JA. Quel est le volume du parc roulant ?

BL. Depuis 2010, nous avons augmenté de 40%. On l'évalue aujourd'hui à 320000 unités. Raison pour laquelle nous prenons des mesures pour absorber les demandes de passages à l'après-vente.

JA. Quels sont les autres programmes à venir ?

BL. Nous allons être la première marque importée à rejoindre le programme Fleetbox. Nous allons ainsi améliorer notre méthode de gestion des clients professionnels. Nous souhaitons apporter des réponses rapides, changer l'expérience et faire gagner du temps aux concessionnaires qui n'auront plus à contacter les loueurs ou les entreprises au moment du règlement de la facture.

JA. Quel est l'état du marché VO de Nissan ?

BL. Depuis que nous avons comblé notre retard avec des programmes VO bien ficelés, nous conservons le dynamisme. Nous avons la chance de profiter d'une fluidité grâce à l'appétence pour nos produits. Désormais, il nous appartient de lancer le label VO électrique. Nous allons concentrer notre énergie sur ce sujet.

JA. Comment la technologie doit-elle améliorer l'expérience client, notamment à bord des véhicules ?

BL. Comme chacun le sait, nous allons doter le Qashqai de fonctionnalités le rendant partiellement autonome dès l'an prochain et avons pour ambition de rendre la voiture autonome accessible à chacun d'ici 2020. A côté de cela, il y a l'essentielle connectivité. Mais jusqu'où pouvons-nous aller ? Comment protéger la donnée ? Autant de thèmes sur lesquels nous restons prudents.

JA. Une récente étude de TNS Sofres-Bearing Point déplore un manque d'explication et de valorisation des technologies en concession, allez-vous mettre des process en place ?

BL. Sujet très intéressant. Aujourd'hui une mise en main prend jusqu'à deux heures au commercial.
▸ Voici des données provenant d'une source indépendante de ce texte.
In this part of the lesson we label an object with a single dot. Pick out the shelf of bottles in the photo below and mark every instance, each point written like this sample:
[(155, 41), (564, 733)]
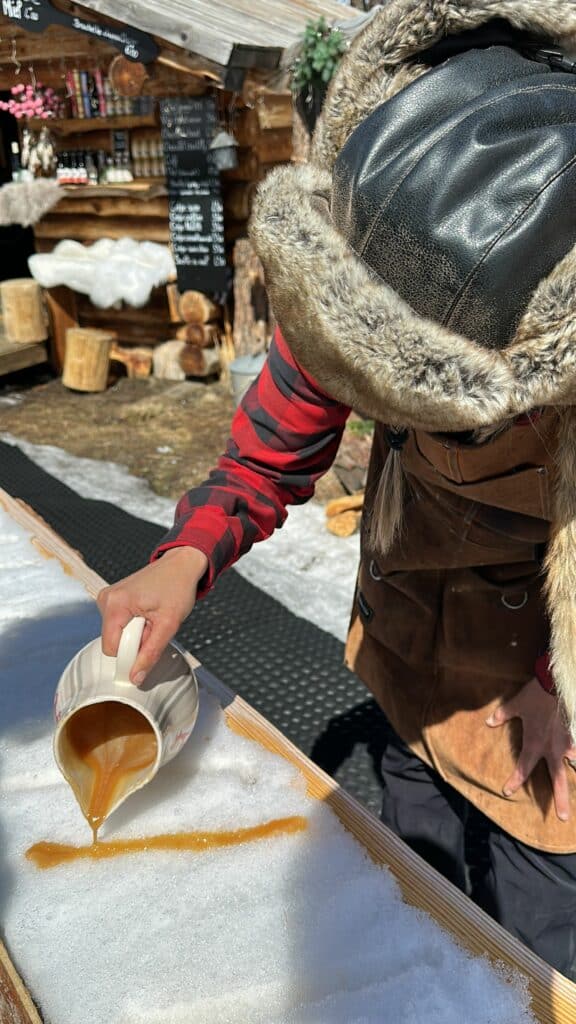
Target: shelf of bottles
[(127, 148)]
En face, il y a un client qui, dans l'excitation, n'est pas toujours attentif. Il y a donc un décalage avec la norme. Les concessionnaires sont prêts à faire des présentations de longue durée, mais pas toujours le client. Réfléchissons donc à une solution de deuxième mise en main ou de formation après quelques milliers de kilomètres.

JA. A quelques mois des élections présidentielles et des débats qui les accompagnent, quelles sont vos revendications ?

BL. Après tout ce qui a été déployé, ce dont nous nous félicitons, que peut-on faire de plus pour aider la mobilité propre ? Je pense qu'il faut se concentrer sur le marché du véhicule électrique d'occasion. En le fluidifiant, les dernières barrières psychologiques tomberont. Les gouvernements ont le bon état d'esprit. Il ne faut pas relâcher la pression.